Tribunal de commerce de Vannes, le 3 décembre 2025, n°2025003986

Le Tribunal de commerce de Vannes, statuant le 3 décembre 2025, prononce la liquidation judiciaire d’une société en redressement. La juridiction constate l’absence de perspectives de redressement à l’issue de la période d’observation. Elle fait droit à la requête conjointe du mandataire judiciaire et du débiteur sollicitant cette conversion. Le jugement illustre les conditions légales du passage d’une procédure de redressement à une liquidation.

Les conditions légales de la conversion de la procédure

Le cadre juridique de la cessation de l’observation. Le tribunal fonde sa décision sur les articles L. 631-15-II et L. 640-1 du code de commerce. Le premier dispose que le tribunal peut prononcer la liquidation « si le redressement est manifestement impossible ». Le second institue la liquidation pour tout débiteur « dont le redressement est manifestement impossible ». Ces textes encadrent strictement la fin anticipée de la période d’observation. Ils subordonnent la conversion à une impossibilité caractérisée de sauvegarde de l’entreprise.

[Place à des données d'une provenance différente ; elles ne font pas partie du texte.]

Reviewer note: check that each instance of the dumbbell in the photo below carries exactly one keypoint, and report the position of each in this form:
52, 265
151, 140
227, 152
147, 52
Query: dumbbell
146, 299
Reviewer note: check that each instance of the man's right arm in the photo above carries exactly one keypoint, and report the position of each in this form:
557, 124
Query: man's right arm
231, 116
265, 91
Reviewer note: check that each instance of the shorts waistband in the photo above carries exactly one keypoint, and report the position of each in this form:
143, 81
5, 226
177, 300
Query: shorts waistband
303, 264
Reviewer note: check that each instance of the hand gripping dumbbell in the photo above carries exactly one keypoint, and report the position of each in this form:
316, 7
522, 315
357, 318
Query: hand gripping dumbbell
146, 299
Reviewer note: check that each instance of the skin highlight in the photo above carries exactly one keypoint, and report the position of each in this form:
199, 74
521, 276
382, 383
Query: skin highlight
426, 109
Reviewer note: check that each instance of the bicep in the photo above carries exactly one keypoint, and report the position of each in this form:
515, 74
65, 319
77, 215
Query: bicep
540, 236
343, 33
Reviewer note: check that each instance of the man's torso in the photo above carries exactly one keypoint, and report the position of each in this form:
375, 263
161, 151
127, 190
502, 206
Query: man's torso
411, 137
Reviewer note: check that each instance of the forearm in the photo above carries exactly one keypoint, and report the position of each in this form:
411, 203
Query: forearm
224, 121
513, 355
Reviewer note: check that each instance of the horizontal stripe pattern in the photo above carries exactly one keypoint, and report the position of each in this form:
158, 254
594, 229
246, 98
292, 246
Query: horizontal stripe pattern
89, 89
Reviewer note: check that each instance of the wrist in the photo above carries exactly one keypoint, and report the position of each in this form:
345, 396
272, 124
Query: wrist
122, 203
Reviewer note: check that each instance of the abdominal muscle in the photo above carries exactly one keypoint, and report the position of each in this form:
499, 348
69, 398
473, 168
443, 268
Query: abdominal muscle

L’appréciation souveraine de l’impossibilité de redressement. Les juges du fond retiennent ce caractère manifeste au vu des éléments d’audience. Ils relèvent « qu’il n’existe pas de possibilités sérieuses de redressement ni d’apurement du passif ». Cette constatation fait suite à la requête conjointe des organes de la procédure. Elle est également corroborée par les réquisitions favorables du ministère public. L’appréciation in concreto permet ainsi une adaptation aux circonstances de l’espèce.

Les effets immédiats du prononcé de la liquidation judiciaire

La mise en œuvre des dispositions de la liquidation. Le jugement opère plusieurs désignations et fixe le cadre temporel de la procédure. Il maintient le juge-commissaire et nomme le liquidateur. Il impose au liquidateur de compléter la liste des créances dans un délai de dix-huit mois. Il prévoit aussi un examen de la clôture dans un délai de trois ans. Ces mesures organisent la phase de réalisation de l’actif et d’apurement du passif.

La portée pratique d’une requête conjointe des organes. La décision valide la démarche commune du mandataire judiciaire et du débiteur. Elle déclare leur requête conjointe recevable et y fait droit intégralement. Cette convergence des positions facilite le constat d’impossibilité de redressement. Elle démontre l’utilité d’une collaboration dans l’administration de la procédure collective. Le prononcé rapide de la liquidation permet une gestion plus efficiente des intérêts des créanciers.

Source : Cour de cassation – Base Open Data « Judilibre » & « Légifrance ».